Andrew is an MD/PhD candidate studying the roles of myeloid cells in the human lung adenocarcinoma microenvironment. Members of the myeloid lineages represent an important link between initial tissue damage at the tumor lesion and the development of an adaptive lymphocyte-driven immune response. He endeavors to define the diversity of this group of cells, describe their functions, and identify therapeutic targets. His project takes advantage of Mount Sinai’s lung cancer screening program which attracts hundreds of patients each year to build large cohorts, and conduct a wide range of molecular assays including single-cell RNA sequencing followed by protein validation by CyTOF/flow cytometry and immune-imaging. Functional validation will include ex-vivo and murine models. He is also actively engaged with Mount Sinai’s student-run clinic. He enjoys cooking, hiking, and walking his dog in Central Park.
Ivan is a Fulbright PhD student from Spain developing his thesis in the area of cancer biology and immunology. He did his bachelor in Biotechnology at Pablo de Olavide’s University (Spain) where he conducted research in the field of aging, studying age related gene expression changes in non-coding regulatory RNAs across different organs. He pursued a Master’s degree in Personalized Medicine and Translational Research at the University of Granada (Spain) where he got interested in the field of cancer research and metastasis, basing his master thesis on the characterization of circulating tumor cells in breast and prostate cancer patients using mass cytometry (CyTOF) and digital PCR. He was awarded with a Fulbright fellowship to pursue his PhD studies and joined the Merad Lab where he is currently working on characterizing the heterogeneity of the myeloid compartment in solid tumors as well as the mechanisms by which cancer cells shape the tumor immune microenvironment, thus influencing disease progression and metastasis.
Robert Sweeney, MD
Robby is a clinical thoracic surgery fellow and PhD student in immunology at Mount Sinai with a clinical interest in thoracic malignancies. After completing his general surgery residency at Mount Sinai, Robby joined the laboratories of Sacha Gnjatic and Miriam Merad. In line with his clinical interests, Robby’s project examines the immune microenviroment of early-stage lung cancer and mesothelioma in humans, using single-cell analyses and multiplex imaging to investigate how the tumor microenvironment translates into clinical outcomes and differential responses to immunotherapy. In his spare time, Robby plays classical piano and is a chamber music hobbyist.

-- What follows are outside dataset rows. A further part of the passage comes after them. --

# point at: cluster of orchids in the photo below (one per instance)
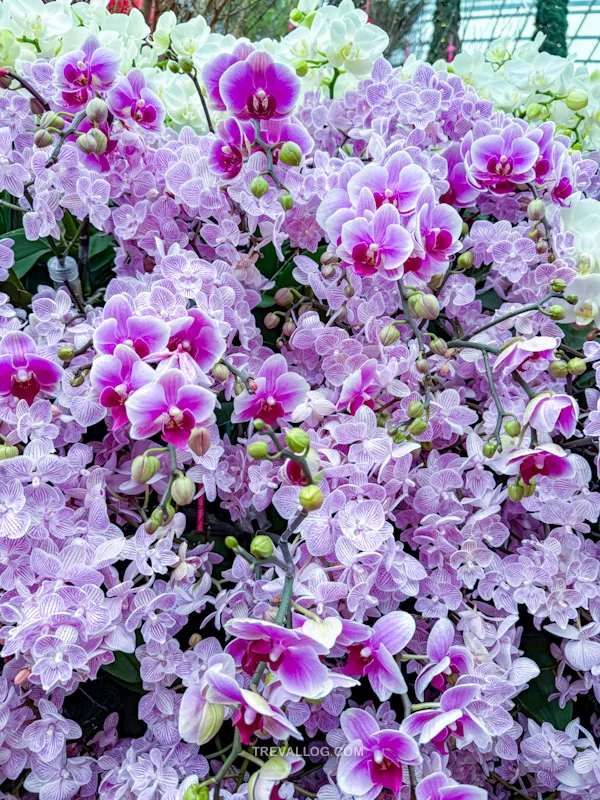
(310, 480)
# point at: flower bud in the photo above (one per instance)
(8, 451)
(290, 154)
(284, 297)
(417, 427)
(258, 450)
(271, 321)
(297, 440)
(439, 347)
(415, 409)
(515, 492)
(576, 366)
(389, 335)
(512, 427)
(426, 306)
(199, 441)
(286, 201)
(50, 119)
(196, 792)
(43, 138)
(220, 372)
(183, 490)
(556, 312)
(310, 498)
(536, 210)
(97, 110)
(489, 449)
(261, 547)
(465, 260)
(259, 186)
(558, 369)
(144, 468)
(577, 99)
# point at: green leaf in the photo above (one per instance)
(534, 701)
(125, 667)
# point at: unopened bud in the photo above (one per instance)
(389, 335)
(97, 110)
(271, 321)
(183, 490)
(536, 210)
(258, 450)
(310, 498)
(512, 427)
(415, 409)
(297, 440)
(465, 260)
(42, 138)
(261, 547)
(556, 313)
(515, 492)
(576, 99)
(284, 297)
(259, 186)
(144, 468)
(8, 451)
(576, 366)
(199, 441)
(417, 427)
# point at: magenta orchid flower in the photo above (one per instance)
(115, 377)
(146, 335)
(170, 407)
(135, 104)
(23, 373)
(375, 657)
(439, 786)
(452, 718)
(276, 393)
(81, 73)
(377, 243)
(446, 659)
(549, 412)
(292, 656)
(374, 759)
(521, 353)
(259, 88)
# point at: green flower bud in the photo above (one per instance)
(515, 492)
(415, 409)
(558, 369)
(290, 154)
(261, 547)
(297, 440)
(512, 427)
(389, 335)
(577, 99)
(258, 450)
(310, 498)
(183, 490)
(536, 210)
(144, 468)
(558, 285)
(417, 427)
(259, 186)
(489, 449)
(576, 366)
(556, 313)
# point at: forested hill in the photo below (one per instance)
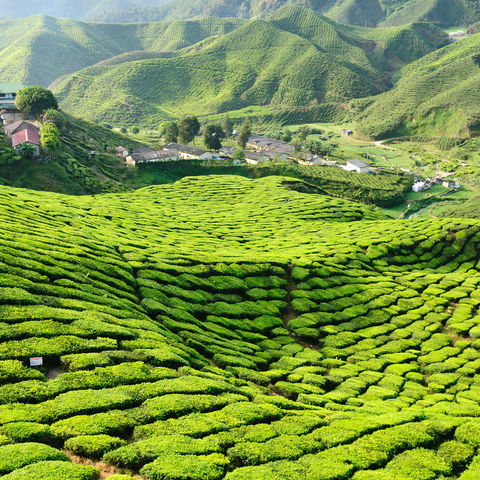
(295, 60)
(357, 12)
(39, 49)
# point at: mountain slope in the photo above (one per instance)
(39, 49)
(437, 95)
(294, 60)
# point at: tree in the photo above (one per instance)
(35, 100)
(245, 133)
(188, 129)
(171, 134)
(213, 135)
(50, 137)
(287, 135)
(227, 126)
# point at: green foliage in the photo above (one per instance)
(213, 136)
(188, 128)
(186, 467)
(50, 137)
(93, 446)
(35, 100)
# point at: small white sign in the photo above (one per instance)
(36, 362)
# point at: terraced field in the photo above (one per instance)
(225, 328)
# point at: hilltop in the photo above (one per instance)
(224, 328)
(297, 63)
(436, 95)
(39, 49)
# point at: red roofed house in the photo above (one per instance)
(26, 136)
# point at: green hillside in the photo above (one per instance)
(67, 8)
(356, 12)
(39, 49)
(295, 61)
(224, 328)
(437, 95)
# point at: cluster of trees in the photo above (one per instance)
(39, 101)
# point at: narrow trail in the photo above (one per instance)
(290, 314)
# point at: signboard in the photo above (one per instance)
(36, 362)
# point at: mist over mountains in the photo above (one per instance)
(356, 12)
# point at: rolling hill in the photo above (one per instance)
(296, 62)
(356, 12)
(437, 95)
(224, 328)
(39, 49)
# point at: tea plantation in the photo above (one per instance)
(227, 328)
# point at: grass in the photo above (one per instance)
(37, 50)
(279, 64)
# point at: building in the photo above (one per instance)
(146, 155)
(26, 136)
(122, 152)
(186, 152)
(419, 187)
(255, 158)
(227, 150)
(357, 165)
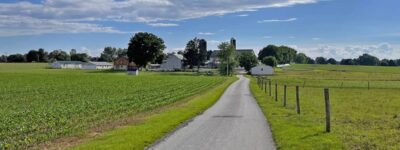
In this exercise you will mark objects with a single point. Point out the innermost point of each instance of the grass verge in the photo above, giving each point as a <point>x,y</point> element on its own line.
<point>292,131</point>
<point>156,124</point>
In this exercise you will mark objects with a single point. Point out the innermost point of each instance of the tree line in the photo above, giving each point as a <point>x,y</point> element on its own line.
<point>273,55</point>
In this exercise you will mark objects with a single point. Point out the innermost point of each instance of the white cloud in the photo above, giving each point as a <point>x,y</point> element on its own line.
<point>163,24</point>
<point>382,50</point>
<point>205,33</point>
<point>316,38</point>
<point>243,15</point>
<point>19,25</point>
<point>151,12</point>
<point>277,20</point>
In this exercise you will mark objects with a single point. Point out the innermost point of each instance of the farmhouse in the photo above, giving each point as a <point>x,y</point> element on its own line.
<point>97,65</point>
<point>173,62</point>
<point>121,63</point>
<point>262,70</point>
<point>213,61</point>
<point>66,65</point>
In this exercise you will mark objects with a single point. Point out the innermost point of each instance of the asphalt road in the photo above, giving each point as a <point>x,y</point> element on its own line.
<point>235,122</point>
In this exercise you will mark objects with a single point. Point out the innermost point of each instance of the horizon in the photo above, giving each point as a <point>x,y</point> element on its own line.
<point>329,28</point>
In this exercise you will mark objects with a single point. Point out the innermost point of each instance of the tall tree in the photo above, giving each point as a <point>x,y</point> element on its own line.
<point>144,48</point>
<point>248,61</point>
<point>320,60</point>
<point>32,56</point>
<point>109,54</point>
<point>59,55</point>
<point>368,60</point>
<point>191,54</point>
<point>301,58</point>
<point>227,57</point>
<point>43,55</point>
<point>195,53</point>
<point>270,61</point>
<point>16,58</point>
<point>331,61</point>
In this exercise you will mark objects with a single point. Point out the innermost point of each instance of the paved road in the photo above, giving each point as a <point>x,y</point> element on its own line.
<point>235,122</point>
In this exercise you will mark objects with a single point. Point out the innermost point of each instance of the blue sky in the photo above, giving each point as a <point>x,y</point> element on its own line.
<point>329,28</point>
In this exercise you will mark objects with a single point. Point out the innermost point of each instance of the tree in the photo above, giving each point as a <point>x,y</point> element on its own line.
<point>301,58</point>
<point>392,63</point>
<point>368,60</point>
<point>16,58</point>
<point>347,62</point>
<point>320,60</point>
<point>283,54</point>
<point>109,54</point>
<point>248,61</point>
<point>191,54</point>
<point>227,57</point>
<point>384,62</point>
<point>80,57</point>
<point>59,55</point>
<point>144,47</point>
<point>310,60</point>
<point>32,55</point>
<point>43,55</point>
<point>160,58</point>
<point>3,58</point>
<point>122,52</point>
<point>270,61</point>
<point>270,50</point>
<point>195,53</point>
<point>331,61</point>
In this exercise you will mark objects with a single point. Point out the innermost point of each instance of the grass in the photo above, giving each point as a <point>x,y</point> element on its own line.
<point>139,135</point>
<point>40,104</point>
<point>361,118</point>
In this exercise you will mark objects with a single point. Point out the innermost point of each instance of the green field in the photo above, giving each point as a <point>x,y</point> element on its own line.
<point>39,104</point>
<point>362,117</point>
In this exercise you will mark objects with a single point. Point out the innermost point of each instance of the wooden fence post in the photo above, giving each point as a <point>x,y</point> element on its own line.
<point>284,95</point>
<point>276,91</point>
<point>270,88</point>
<point>327,110</point>
<point>368,85</point>
<point>297,100</point>
<point>265,87</point>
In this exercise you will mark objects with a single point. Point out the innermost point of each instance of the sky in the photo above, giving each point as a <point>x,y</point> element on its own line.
<point>329,28</point>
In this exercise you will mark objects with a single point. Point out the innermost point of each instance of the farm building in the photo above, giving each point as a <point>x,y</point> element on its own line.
<point>173,62</point>
<point>66,65</point>
<point>262,70</point>
<point>97,65</point>
<point>121,63</point>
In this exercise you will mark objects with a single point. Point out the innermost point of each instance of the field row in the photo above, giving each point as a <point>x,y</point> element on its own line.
<point>38,107</point>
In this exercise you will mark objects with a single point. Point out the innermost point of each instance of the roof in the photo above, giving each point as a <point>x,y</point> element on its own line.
<point>100,63</point>
<point>69,62</point>
<point>238,51</point>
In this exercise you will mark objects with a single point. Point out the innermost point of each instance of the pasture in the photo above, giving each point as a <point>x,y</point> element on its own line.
<point>39,104</point>
<point>361,117</point>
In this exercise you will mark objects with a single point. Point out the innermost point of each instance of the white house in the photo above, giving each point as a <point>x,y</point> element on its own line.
<point>262,70</point>
<point>97,65</point>
<point>173,62</point>
<point>66,65</point>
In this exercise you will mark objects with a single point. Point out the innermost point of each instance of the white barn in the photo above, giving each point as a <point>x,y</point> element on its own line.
<point>97,66</point>
<point>66,65</point>
<point>173,62</point>
<point>262,70</point>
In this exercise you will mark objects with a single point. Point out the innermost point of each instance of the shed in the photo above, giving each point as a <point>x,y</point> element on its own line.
<point>173,62</point>
<point>262,70</point>
<point>66,64</point>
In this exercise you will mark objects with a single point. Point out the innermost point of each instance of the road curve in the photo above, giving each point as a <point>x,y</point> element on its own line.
<point>235,122</point>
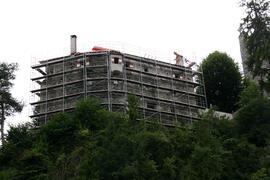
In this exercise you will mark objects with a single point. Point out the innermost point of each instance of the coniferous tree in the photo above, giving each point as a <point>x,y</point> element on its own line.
<point>255,29</point>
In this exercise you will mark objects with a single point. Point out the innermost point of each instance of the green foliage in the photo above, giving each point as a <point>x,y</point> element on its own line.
<point>222,81</point>
<point>8,104</point>
<point>253,121</point>
<point>91,143</point>
<point>255,29</point>
<point>251,92</point>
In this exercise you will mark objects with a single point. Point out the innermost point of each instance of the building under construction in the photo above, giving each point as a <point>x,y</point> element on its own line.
<point>168,92</point>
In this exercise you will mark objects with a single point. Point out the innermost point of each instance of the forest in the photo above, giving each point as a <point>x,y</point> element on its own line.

Previous research by Dr. Salmon has shown that the extracellular matrix (ECM) associated with established solid tumors influences T cell localization. John’s project aims to better characterize the contribution of cancer-associated fibroblasts (CAFs), a prominent producer of ECM proteins, within the tumor microenvironment. Using early stage human lung tumors, John aims to further our understanding of CAF biology during disease progression and how they influence surrounding immune cells. Through next generation sequencing, imaging, flow cytometry and CyTOF approaches, John will investigate genes/proteins found in different CAF subtypes that will be further explored using in vitro 3D models and validated in in vivo mouse models of lung cancer.
Cancer-associated stromal cells have been described to promote tumorigenesis in part by preventing immune cell invasion into the tumor mass resulting in increased T cell accumulation at the tumor boundary. Navpreet’s project aims to explore the molecular crosstalk between the immune and stromal compartments within the tumor microenvironment and how these interactions can be manipulated to promote immune cell invasion and effector function within the tumor mass upon immunotherapeutic treatment.